Na Wschodnim Pacyfiku powstał potężny huragan - Amanda. Według meteorologów to najsilniejszy cyklon tropikalny, który utworzył się w maju od czasu rozpoczęcia pomiarów w tej części świata. Amanda jest już huraganem czwartej kategorii i niewiele brakuje jej do piątej. Pomimo że cyklon nie uderzy w ląd, przyniesie sporo wilgoci nad kontynent amerykański - mówią prognozy.
Amanda uformowała się nad wodami wschodniej części Pacyfiku w połowie ubiegłego tygodnia. W czwartek meteorolodzy zaklasyfikowali ją jako burzę tropikalną. Cały czas zyskiwała na sile.
W niedzielę o godz. 11 czasu pacyficznego (godz. 20 naszego czasu) ciśnienie w oku cyklonu spadło do 932 hPa. Z kolei prędkość towarzyszącego wiatru wzrosła do ponad 249,3 km/h, co pozwoliło naukowcom zaklasyfikować Amandę jako huragan czwartej kategorii.
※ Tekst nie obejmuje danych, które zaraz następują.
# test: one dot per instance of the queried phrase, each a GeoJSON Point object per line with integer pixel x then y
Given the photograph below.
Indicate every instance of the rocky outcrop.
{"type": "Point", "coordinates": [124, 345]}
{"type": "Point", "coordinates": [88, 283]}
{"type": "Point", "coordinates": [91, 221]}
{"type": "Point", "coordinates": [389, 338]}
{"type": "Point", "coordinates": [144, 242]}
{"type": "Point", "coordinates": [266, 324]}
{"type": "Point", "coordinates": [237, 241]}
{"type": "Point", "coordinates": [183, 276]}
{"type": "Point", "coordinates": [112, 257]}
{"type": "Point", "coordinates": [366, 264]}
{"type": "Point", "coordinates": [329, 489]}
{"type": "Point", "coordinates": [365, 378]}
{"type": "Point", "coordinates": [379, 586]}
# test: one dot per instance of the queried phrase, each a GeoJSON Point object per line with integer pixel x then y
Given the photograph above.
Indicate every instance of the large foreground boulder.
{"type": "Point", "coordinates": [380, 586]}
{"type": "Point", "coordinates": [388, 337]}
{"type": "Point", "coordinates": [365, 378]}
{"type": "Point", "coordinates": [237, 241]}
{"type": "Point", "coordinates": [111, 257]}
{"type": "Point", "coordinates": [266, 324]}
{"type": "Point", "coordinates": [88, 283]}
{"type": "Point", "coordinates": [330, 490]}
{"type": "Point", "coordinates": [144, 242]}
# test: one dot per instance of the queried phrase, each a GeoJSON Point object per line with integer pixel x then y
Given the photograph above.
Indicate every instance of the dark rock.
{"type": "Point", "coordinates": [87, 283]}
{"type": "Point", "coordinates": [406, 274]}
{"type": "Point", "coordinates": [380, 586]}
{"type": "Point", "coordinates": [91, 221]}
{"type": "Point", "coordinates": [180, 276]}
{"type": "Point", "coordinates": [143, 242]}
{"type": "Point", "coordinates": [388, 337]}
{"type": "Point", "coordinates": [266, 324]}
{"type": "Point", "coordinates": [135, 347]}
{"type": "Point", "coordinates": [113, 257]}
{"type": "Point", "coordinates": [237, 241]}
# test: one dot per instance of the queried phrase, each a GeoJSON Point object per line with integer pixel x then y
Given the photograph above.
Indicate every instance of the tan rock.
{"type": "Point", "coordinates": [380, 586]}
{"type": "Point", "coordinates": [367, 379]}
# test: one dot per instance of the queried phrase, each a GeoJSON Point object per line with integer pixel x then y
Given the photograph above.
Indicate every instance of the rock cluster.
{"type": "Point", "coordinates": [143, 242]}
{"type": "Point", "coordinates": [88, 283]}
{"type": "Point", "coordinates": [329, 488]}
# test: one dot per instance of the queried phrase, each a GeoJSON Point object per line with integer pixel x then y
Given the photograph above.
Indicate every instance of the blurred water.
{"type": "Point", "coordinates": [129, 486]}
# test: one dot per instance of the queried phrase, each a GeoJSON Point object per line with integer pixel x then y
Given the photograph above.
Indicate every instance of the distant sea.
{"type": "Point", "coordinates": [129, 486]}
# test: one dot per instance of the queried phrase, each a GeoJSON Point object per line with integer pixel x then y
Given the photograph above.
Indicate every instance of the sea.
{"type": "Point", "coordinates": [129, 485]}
Amanda przebiła Adolpha - jest znacznie silniejsza
Amanda jest więc najsilniejszym huraganem maja, który uformował się na wschodnim Pacyfiku. Meteorolodzy z AccuWeather przypominają przy tym, że dotychczas na pierwszym miejscu rankingu najsilniejszych cyklonów był Adolph. 28 maja 2001 roku stał się huraganem czwartej kategorii. Wówczas ciśnienie w jego centrum spadło do 940 hPa, a prędkość wiatru wyniosła około 233 km/h.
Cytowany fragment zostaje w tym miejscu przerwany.